PR professionals seek to persuade influential journalists to write or speak positively about everything from new cars to colourful paper clips for one simple reason: positive, independent endorsement sells.
But it’s not just about sales. Influencers reporting positively on individuals, companies, charities, government departments, local authorities and so on will impact of reputation.
However, the world in which we operate has been transformed in the past 15 years, and who we consider to be “influencers” has changed alongside it.
Journalists in traditional, mainstream media are still important, but media fragmentation and changes in media consumption habits mean there are influential people in every part of the media landscape.
Identifying and engaging with influencers is fundamental to any PR campaign, and increasingly the term “influencer” has come to mean bloggers and vloggers. That’s a little misleading because not all influencers are bloggers, and not all bloggers are influential. It’s exactly the same with journalists.
Which brings me onto the relationship between bloggers and PRs and, specifically, the argument being put forward by bloggers that they should be paid to review our clients’ products and services.
Here’s what one “luxury lifestyle and travel” blogger (I won’t name him or her) wrote recently in a post aimed at PR people:
Journalists are paid by a publication to write articles about your client’s press trip or your client’s new product. Therefore, they will never ask for remuneration from you. That is how classic PR works and that is fine. But who is paying the bloggers?
I am now a full time blogger and I make my income from my blog. If I gave in and did everything for free, how would I afford to live? There are many top bloggers who still have full time jobs and separate careers. Just because they have a salaried income, the content they’d be creating for you would be in their own time too, therefore they also deserve to be paid for their work.
The blogger’s not referring to content commissioned by an agency or brand. It’s content they are producing themselves, to engage readers.
I read another post in which a blogger argues:
In order to write a review, film critics have to go and see the movie in order to write about it. They watch the movie, they write the review, and they're paid for the review. No one says to a film critic, "We'll gift you a ticket to the cinema to see this new movie, and in exchange could you write us a review and include links to the trailer and talk about it on social media". Payment in cinema tickets? I don't think so. So why do brands think that payment in clothes and jewellery is acceptable for a review on someone's blog? After all, it's my profession, it's what I do to pay the bills.
Which rather misses the point.
The reason bloggers get all-expenses-paid press/blogger trip invites, or are sent new product(s), is because the brand would love a review on the blog – and hopefully a positive one! Because that’s what we do. We identify and engage with influential journalists and bloggers. We spend our time, and our clients’ money, because we want the audiences of those journalists and bloggers to be positively influenced.
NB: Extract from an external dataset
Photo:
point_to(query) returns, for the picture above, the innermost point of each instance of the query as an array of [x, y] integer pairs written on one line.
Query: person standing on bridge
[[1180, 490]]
Sometimes we’re successful, sometimes we’re not. But we firmly believe influence cannot and should not be bought.
As a blogger, if you don’t want to review the film or write about a new make-up range, don’t. It’s your choice. If it’s not interesting enough for your readers, or you don’t have the time, just tell us. You can also choose not to include a link to the client’s website, or make it a no-follow link. But please don’t say “Yeah, I’ll happily review that. It’ll be £500.”
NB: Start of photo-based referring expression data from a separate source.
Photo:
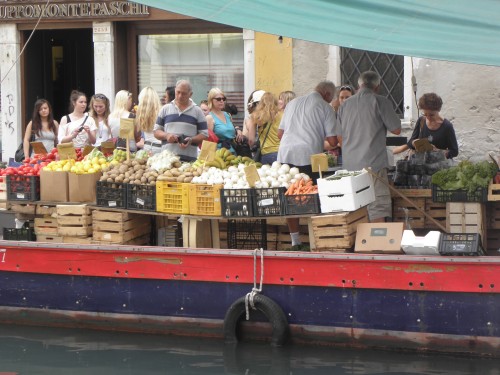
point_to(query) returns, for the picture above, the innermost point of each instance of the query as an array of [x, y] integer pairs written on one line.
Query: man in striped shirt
[[181, 125]]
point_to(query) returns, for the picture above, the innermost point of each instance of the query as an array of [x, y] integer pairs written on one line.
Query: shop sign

We don’t pay newspapers, magazines, broadcasters or websites to review our clients’ products. If we did, it would be an advertorial, promotional feature, editorial promotion, sponsored content or whatever.
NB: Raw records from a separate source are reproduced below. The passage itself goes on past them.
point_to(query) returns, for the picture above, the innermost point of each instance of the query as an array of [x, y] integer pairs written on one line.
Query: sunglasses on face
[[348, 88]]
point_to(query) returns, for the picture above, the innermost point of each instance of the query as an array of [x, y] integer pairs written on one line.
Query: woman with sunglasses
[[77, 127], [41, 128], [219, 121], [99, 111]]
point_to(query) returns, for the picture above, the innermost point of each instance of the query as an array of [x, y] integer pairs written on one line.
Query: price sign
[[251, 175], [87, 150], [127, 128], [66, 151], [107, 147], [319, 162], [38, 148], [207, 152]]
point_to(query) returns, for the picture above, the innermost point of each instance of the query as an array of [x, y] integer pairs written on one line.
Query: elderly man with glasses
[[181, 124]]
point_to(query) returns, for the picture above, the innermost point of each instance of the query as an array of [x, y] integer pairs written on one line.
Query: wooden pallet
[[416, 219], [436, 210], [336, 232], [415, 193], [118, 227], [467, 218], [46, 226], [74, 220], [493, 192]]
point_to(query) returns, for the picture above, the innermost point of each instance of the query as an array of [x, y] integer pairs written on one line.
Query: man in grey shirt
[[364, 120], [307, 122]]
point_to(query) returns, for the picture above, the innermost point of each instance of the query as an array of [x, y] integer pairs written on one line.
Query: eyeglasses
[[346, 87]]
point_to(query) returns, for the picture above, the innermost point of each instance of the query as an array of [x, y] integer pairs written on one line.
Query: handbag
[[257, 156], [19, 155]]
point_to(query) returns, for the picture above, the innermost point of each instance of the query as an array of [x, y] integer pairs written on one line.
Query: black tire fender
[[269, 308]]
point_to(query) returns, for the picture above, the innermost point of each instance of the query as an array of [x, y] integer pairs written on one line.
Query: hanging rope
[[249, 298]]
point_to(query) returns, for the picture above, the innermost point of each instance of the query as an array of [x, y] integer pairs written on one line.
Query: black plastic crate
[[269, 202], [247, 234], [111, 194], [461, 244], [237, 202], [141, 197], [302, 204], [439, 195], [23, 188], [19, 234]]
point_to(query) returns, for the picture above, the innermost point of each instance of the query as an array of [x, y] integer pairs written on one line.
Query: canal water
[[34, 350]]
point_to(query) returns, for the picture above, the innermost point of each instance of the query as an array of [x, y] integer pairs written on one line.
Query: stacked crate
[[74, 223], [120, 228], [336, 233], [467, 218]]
If PRs pay bloggers, and they do, it’s through a brand partnership and everyone (including the audience) needs to be clear on what that partnership is. If a blogger is paid to create content, it needs to be labelled as such.
In the same way, if we want someone to write for our client’s blog, or to manage a blog on our behalf, we’ll pay them, just as we pay photographers, graphic designers and even journalists for the work they do for our clients.
I sympathise with bloggers who are working full time to create content and struggling to make money from it, but expecting the PR industry to cough up for their content isn’t the answer.
That’s advertising, and it’s time we started calling it what it is.